Fragile X syndrome (FXS), the most common inherited form of mental retardation, result from mutations that disrupt the FMR1 gene. A large proportion of FXS patients have features of autism spectrum disorder (ASD). The protein encoded by FMR1, fragile X mental retardation protein (FMRP), binds mRNAs and regulates their translation. The identity and function of FMRP target mRNAs in human neurodevelopment and how they contribute to FXS are not well understood. In my preliminary data, parts of which formed the basis of my manuscript currently in press (Kwan et al., Cell, 2012), I show that nitric oxide synthase 1 (NOS1) mRNA is bound to and regulated by FMRP in the developing human neocortex and NOS1 protein is lost in fetal cases of FXS. Therefore, NOS1 loss of function represents a promising novel candidate mechanism of FXS. In this application, I propose to further pursue this exciting line of research.

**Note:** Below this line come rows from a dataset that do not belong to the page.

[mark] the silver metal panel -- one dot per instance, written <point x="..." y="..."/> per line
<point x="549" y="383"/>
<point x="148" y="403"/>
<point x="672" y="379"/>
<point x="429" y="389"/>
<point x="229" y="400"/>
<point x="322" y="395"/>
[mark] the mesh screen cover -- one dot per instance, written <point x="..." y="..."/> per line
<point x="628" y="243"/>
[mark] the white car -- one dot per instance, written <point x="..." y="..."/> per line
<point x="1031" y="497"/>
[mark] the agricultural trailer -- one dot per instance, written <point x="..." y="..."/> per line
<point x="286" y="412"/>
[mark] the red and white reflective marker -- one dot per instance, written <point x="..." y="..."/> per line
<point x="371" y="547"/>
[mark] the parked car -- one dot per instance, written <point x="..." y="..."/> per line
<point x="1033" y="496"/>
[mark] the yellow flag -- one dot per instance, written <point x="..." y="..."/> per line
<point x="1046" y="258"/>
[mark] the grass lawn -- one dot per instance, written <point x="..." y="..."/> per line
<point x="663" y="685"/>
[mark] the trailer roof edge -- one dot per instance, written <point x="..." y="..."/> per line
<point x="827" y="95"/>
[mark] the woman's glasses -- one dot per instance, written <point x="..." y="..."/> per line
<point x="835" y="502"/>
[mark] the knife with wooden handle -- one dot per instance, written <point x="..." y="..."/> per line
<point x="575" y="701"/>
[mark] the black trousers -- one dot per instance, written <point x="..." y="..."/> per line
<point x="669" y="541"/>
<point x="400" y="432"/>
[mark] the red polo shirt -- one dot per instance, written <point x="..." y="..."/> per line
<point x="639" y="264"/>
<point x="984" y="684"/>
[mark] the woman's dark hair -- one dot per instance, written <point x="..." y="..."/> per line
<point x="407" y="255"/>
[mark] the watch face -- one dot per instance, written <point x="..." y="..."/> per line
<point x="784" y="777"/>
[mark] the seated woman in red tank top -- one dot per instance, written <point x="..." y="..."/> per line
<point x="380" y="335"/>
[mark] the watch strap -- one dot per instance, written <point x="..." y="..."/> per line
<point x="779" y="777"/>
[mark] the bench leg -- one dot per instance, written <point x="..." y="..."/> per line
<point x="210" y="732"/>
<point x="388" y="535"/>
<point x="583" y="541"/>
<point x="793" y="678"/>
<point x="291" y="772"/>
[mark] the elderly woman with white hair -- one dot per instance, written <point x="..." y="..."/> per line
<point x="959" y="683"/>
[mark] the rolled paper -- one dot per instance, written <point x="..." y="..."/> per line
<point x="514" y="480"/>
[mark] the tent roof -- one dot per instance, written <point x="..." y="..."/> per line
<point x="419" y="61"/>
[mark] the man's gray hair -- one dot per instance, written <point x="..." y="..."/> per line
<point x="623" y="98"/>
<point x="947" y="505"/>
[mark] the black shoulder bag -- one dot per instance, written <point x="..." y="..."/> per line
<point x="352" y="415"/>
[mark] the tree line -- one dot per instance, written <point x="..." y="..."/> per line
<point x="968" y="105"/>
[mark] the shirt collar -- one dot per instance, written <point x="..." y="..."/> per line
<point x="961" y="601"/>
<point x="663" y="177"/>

In Aim 1, I will examine how loss of NOS1 may contribute to the pathophysiology of FXS and ASD, with which FXS is often comorbid. Specifically, I will analyze: the neurobiological role of pyramidal NOS1 during development;the genetic contribution of NOS1, and genes that act upstream of NOS1 in the synthesis of nitric oxide (NO), to ASD;and the events downstream of NOS1 signaling in pyramidal neurons.
For Aim 2, I propose to identify additional novel candidate mechanisms of FXS using postmortem human brain tissue and to test their dysregulation in FXS using FXS brains and neural stem cells. This multifaceted proposal is expected to provide training in several areas, including novel techniques in human genetics, biochemistry, human tissue processing, synapse analysis, neural stem cell culture, and high-throughput sequencing. This additional training is critical to my successful transition to independence. The progress of my training during the mentored phase and my search for an independent position will be overseen by my co-mentors and a committee of four additional faculty members with diverse expertise. The proposed studies have implications for current approaches to study of FXS and have the potential to uncover novel molecular pathways of not only FXS but also ASD.
Fragile X syndrome is the most common inherited form of mental retardation. I propose to study the molecular underpinnings of fragile X syndrome. This work will have implications for potential therapies for fragile X syndrome, as well as autism spectrum disorder.